You had a few short weeks in my belly, but you weren't able to grow where you implanted and so you joined your sibling in heaven. There you two wait for us to come to you since you didn't get to come to us.
We can't wait to come to you.
We can't wait to meet you.
I don't even know what you look like, but I think about you every day. I think about how I'd sing to you and cradle you in my arms. How I want to smother you with kisses and smell your soft little head. How your dad and I would watch you grow and smile with so much pride over the amazing person you would surely become.
We found out we were pregnant with you while on vacation in Cancun. There was a beautiful peacock that greeted us several times that week and we decided your nursery would be themed after him with beautiful feathers in shades of green and blue. Every time I see a peacock it reminds me of you and how happy we were to have you in our lives, however brief.

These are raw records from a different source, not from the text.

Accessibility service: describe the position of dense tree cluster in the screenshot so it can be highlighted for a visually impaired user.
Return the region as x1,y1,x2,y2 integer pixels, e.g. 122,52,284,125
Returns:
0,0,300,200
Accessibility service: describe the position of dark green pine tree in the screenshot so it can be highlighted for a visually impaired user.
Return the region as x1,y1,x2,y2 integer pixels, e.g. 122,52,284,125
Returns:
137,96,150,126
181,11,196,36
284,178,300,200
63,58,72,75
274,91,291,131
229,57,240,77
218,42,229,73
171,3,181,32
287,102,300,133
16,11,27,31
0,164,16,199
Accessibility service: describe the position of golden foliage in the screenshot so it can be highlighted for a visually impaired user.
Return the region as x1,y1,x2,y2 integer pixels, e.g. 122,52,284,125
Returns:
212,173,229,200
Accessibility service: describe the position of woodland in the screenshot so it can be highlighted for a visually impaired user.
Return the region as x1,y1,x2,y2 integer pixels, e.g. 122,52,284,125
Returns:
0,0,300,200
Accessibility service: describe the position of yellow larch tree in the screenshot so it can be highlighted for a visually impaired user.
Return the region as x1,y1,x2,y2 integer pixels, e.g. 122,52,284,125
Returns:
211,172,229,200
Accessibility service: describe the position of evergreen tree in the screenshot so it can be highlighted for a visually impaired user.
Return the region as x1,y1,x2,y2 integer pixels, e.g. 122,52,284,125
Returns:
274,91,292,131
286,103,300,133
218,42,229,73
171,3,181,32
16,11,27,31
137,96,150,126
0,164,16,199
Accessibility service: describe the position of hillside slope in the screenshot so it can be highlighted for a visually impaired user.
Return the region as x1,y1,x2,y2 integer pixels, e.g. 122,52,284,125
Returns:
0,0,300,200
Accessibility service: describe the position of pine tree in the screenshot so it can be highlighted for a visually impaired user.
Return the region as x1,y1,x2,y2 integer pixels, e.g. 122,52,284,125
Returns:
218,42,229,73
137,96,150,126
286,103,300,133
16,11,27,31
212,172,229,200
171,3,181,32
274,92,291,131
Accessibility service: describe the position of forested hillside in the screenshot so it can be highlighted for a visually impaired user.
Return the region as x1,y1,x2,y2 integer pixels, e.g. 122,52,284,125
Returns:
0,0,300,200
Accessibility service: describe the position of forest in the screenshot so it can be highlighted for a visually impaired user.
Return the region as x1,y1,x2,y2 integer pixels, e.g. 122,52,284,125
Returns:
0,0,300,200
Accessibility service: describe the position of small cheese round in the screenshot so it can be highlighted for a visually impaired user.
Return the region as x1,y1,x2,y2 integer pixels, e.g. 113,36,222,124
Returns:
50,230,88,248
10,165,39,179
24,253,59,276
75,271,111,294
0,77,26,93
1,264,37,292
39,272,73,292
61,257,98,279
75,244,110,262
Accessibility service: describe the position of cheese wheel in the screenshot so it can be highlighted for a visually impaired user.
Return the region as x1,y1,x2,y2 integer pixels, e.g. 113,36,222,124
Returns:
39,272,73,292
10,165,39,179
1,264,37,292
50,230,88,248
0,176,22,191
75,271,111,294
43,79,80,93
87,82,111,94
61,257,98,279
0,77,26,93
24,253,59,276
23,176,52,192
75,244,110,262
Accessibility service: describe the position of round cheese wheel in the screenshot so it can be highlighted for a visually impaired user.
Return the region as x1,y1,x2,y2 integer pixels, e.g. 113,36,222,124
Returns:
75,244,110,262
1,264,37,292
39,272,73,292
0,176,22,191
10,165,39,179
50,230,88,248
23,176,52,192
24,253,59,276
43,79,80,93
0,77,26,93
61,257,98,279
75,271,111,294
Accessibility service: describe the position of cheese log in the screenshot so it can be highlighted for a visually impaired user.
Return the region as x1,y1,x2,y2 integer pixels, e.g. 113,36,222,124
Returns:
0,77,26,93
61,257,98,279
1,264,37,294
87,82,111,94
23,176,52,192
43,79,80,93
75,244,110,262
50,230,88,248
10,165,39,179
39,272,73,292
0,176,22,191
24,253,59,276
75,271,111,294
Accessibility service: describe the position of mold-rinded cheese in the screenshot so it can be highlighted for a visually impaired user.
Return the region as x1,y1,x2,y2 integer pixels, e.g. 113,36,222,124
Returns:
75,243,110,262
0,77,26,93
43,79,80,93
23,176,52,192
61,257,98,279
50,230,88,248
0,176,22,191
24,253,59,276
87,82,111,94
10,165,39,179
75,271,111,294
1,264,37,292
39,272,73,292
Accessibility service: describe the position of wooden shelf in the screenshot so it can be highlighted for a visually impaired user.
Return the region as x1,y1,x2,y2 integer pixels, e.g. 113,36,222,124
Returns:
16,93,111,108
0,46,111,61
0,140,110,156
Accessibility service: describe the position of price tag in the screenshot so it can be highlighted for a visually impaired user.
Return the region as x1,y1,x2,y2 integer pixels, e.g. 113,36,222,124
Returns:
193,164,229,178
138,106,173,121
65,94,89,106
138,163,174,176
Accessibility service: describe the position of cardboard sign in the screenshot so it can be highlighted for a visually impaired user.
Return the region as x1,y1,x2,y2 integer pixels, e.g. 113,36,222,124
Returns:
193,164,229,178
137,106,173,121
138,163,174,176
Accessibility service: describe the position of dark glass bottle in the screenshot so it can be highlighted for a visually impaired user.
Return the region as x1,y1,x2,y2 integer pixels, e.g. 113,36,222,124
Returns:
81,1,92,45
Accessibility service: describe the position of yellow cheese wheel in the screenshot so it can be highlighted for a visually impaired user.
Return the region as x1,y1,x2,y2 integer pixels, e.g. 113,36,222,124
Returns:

Oh, how I wish we could have met you.
But someday we will. And that gives me hope to keep going. I know Jesus is taking good care of you. And you are with your sibling.
So while we mourn for our loss, we also look forward expectantly to that joy-filled day when we will finally be able to see each other face-to-face. And I will hold you and kiss you and tell you in person how very, very much I love you. We miss you and we love you so much, sweetheart. See you soon.